Пришлось отправить солиста попеть где-нибудь в степи, на что тот охотно согласился, а самому остаться под комбайном. В конце концов, мне же отвечать за техническое состояние машин. Лежа под комбайном, я увидел, что ко мне приближаются четыре женских ноги. «Два человека», — пронеслось в голове, больших эмоций это не вызвало — работа есть работа!

— Вы здесь начальник? — послышался голосок, который показался мне несколько робким и заискивающим.

— А что случилось? — ответствовал я, не вылезая из укрытия.

— Мы врачи. Приехали к вам на помощь. Нам привезли обед, а он платный. Мы об этом не знали. Ни у кого с собою не оказалось денег.

— Пусть вас накормят за мой счёт. Скажите поварихе…

— Но нас тридцать человек! — перебили меня ноги.

— Какая разница — сколько. Пусть всех накормят!..

Ноги ушли. Я продолжал нехитрый ремонт. Через полчаса ноги вернулись:

— Вы хотя бы вылезли оттуда, чтобы нам знать, кому говорить спасибо.

— На здоровье! –ответил я, не прерывая работы.

— Тем более я через день уезжаю в Челябинск. Насовсем!

— Стоп! — вздрогнул я в своём склепе. — Как в Челябинск? У меня там родители, друзья…

Пришлось вылезти.

— Кто уезжает?

Их было две, и я уточнил, кто моя землячка. Пробежала тёплая волна. Запахло родительским домом.

— Завтра я схожу в тайгу, набью орехов. Вы передайте их моих друзьям в Челябинске. Адреса я напишу.

— Хорошо! — сказала она. — Тем более что мы ваши должники.

Девушки ушли. Я снова полез под комбайн…

Моё дежурство на кукурузе заканчивалось.

На другой день я сбегал в тайгу, набрал полную наволочку тяжёлых, в смоле, кедровых шишек и принёс их моей новой знакомой в районную больницу.

Перечень моих друзей был большим. Заметив недоумённый взгляд моей землячки и два больших чемодана, с которыми ей предстояло ехать на Урал, я вдвое сократил список, чем наполовину облегчил тяжесть моего груза. Но, то ли по невнимательности, то ли из уважения к своим родителям, я оставил их адрес. Я не баловал предков своими приветами. Что было, то было…
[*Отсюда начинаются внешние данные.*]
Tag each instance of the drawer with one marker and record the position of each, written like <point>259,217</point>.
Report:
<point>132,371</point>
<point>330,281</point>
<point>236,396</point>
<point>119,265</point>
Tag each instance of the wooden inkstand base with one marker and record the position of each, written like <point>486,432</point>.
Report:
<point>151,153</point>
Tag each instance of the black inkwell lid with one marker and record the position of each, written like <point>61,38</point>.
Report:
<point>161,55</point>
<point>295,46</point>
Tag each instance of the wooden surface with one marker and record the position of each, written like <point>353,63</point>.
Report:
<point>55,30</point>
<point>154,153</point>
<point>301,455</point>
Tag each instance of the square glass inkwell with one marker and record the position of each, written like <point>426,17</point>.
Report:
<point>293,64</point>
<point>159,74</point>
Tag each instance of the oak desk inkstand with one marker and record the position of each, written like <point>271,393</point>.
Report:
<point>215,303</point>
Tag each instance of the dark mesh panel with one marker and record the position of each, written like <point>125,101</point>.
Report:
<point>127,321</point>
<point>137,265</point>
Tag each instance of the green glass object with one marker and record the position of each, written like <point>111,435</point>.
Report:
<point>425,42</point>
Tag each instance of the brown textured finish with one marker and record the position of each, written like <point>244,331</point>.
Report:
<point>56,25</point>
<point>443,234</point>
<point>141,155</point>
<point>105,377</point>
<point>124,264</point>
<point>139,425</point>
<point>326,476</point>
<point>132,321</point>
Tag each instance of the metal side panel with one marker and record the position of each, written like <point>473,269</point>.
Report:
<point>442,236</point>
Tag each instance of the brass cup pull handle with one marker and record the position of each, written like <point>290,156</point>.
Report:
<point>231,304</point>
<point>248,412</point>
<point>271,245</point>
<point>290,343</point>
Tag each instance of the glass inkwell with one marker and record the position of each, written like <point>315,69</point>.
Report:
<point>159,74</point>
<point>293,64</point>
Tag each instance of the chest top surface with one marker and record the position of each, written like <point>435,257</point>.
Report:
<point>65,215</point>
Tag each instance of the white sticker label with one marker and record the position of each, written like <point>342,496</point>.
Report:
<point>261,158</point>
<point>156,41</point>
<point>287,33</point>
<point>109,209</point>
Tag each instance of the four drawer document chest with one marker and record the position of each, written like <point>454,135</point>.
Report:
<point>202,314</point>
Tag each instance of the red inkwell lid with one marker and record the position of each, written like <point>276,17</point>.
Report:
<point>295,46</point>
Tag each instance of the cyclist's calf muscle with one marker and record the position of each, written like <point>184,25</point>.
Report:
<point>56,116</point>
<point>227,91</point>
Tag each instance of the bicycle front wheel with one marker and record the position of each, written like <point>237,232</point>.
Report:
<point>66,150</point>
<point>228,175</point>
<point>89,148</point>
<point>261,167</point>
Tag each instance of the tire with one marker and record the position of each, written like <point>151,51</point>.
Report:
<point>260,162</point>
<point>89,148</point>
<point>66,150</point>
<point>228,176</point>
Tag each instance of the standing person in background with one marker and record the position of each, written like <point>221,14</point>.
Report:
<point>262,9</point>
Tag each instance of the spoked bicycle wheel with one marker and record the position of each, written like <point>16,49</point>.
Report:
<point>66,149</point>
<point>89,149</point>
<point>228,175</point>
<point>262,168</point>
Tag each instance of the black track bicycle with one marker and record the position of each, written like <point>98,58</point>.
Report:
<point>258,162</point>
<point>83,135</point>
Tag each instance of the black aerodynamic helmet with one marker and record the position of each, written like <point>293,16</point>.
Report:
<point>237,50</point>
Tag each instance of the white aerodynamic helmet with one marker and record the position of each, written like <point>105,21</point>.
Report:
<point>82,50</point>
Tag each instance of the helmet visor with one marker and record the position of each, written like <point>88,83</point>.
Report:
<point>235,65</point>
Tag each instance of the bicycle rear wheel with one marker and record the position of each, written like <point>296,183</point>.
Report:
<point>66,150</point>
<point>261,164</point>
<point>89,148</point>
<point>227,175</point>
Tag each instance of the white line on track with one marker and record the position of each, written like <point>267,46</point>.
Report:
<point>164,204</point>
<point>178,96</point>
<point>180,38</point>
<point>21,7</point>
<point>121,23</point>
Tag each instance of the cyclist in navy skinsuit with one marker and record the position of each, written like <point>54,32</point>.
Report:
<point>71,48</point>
Извинившись заранее за доставленные моей «почтальонше» неудобства, я уехал на передовой край борьбы за кукурузу, не подозревая о том, что «оплошность» с адресом моей мамы и отца будет мне стоить свободной жизни.

Прошло больше месяца. История эта стала забываться. И вдруг однажды в дверях моего дома возникла девушка. В руках она держала банку земляничного варенья. Я не сразу узнал в ней мою землячку.

— Вы же уехали… насовсем…— робко выговорил я.

— А я насовсем и уехала. Но вот, когда передавала шишки вашей маме, она сказала: «Он такой сладкоежка! Отвезите ему эту баночку варенья». Не могла же я ей сказать, что уехала из Тувы навсегда.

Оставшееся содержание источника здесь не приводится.